You might think that encodeURI and encodeURIComponent do the same thing, at least from their names. And you might be confused which one to use and when.

In this article, I will demystify the difference between encodeURI and encodeURIComponent.

What is a URI and how is it different from a URL?

URI stands for Uniform Resource Identifier. URL stands for Uniform Resource Locator.

Anything that uniquely identifies a resource is its URI, such as id, name, or ISBN number. A URL specifies a resource and how it can be accessed (the protocol). All URLs are URIs, but not all URIs are URLs.

Why do we need to encode?

URLs can only have certain characters from the standard 128 character ASCII set.
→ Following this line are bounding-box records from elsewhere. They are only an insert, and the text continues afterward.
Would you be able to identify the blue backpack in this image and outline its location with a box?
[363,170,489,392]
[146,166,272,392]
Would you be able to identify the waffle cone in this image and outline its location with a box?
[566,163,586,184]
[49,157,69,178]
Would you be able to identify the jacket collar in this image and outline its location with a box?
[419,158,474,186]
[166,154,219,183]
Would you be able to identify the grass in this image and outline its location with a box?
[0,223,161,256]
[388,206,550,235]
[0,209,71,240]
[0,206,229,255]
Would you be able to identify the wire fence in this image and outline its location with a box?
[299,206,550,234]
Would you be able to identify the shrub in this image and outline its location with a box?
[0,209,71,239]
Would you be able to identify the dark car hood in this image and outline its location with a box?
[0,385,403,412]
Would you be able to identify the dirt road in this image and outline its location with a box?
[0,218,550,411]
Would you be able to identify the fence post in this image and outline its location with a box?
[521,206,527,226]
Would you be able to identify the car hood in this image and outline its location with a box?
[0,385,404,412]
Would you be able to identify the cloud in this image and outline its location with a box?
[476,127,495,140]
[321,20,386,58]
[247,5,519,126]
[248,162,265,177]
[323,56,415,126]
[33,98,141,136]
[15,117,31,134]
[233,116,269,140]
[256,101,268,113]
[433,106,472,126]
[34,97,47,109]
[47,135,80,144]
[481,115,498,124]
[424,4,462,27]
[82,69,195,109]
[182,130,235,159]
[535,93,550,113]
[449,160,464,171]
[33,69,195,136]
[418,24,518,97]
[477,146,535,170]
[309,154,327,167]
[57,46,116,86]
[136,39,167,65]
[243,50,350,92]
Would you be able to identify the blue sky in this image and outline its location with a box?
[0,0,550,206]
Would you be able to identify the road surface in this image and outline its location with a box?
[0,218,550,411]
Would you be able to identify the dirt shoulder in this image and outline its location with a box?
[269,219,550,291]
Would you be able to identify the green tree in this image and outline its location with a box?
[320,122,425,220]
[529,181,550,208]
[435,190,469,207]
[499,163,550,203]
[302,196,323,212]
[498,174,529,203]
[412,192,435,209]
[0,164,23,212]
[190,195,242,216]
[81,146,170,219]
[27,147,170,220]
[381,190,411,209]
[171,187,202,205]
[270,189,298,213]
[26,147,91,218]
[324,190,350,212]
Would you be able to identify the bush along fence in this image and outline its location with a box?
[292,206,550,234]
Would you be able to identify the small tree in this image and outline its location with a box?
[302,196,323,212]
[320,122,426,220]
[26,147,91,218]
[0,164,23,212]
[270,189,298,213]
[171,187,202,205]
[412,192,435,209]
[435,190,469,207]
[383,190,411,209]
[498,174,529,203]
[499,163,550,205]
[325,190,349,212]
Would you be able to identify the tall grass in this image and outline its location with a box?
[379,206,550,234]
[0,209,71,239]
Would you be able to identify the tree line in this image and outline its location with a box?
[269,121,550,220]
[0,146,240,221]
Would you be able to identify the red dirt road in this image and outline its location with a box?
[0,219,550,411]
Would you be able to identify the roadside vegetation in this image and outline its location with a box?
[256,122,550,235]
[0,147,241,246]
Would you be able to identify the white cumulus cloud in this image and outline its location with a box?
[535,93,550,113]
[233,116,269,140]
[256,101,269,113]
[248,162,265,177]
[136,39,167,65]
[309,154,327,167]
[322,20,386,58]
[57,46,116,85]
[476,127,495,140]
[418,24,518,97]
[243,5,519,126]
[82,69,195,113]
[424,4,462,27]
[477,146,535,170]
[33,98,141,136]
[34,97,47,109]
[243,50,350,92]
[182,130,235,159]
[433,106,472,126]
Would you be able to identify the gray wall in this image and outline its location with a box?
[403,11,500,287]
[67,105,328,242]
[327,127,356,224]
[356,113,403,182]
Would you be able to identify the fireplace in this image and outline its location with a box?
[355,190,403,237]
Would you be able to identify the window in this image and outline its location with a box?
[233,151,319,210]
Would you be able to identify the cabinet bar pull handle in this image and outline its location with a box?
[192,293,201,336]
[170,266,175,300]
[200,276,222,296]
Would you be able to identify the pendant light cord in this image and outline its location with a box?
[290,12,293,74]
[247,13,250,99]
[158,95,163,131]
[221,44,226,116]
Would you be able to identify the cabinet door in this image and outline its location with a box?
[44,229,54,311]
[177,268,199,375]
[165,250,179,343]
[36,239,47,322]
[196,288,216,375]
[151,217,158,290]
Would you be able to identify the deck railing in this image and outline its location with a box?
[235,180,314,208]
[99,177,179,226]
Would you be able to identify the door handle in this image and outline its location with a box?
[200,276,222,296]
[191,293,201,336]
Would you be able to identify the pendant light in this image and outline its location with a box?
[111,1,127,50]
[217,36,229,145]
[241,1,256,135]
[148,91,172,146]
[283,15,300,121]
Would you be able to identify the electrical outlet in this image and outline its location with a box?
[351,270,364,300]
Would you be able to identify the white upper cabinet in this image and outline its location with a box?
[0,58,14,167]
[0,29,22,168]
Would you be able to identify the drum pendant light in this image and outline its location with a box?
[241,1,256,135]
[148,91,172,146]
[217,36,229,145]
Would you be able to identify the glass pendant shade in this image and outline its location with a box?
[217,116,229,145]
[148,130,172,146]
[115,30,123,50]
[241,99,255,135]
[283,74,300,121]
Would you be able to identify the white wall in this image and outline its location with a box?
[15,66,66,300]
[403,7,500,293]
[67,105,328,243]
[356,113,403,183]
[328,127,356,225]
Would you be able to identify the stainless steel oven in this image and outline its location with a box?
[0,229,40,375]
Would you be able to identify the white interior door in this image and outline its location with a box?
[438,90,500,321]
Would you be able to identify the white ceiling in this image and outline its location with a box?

Reserved characters that do not belong to this set must be encoded.

This means that we need to encode these characters when passing into a URL. Special characters such as &, space, ! when entered in a url need to be escaped, otherwise they may cause unpredictable situations.

Use cases:

  1. User has submitted values in a form that may be in a string format and need to be passed in, such as URL fields.
  2. Need to accept query string parameters in order to make GET requests.

What is the difference between encodeURI and encodeURIComponent?

encodeURI and encodeURIComponent are used to encode Uniform Resource Identifiers (URIs) by replacing certain characters by one, two, three or four escape sequences representing the UTF-8 encoding of the character.

encodeURIComponent should be used to encode a URI Component - a string that is supposed to be part of a URL.

encodeURI should be used to encode a URI or an existing URL.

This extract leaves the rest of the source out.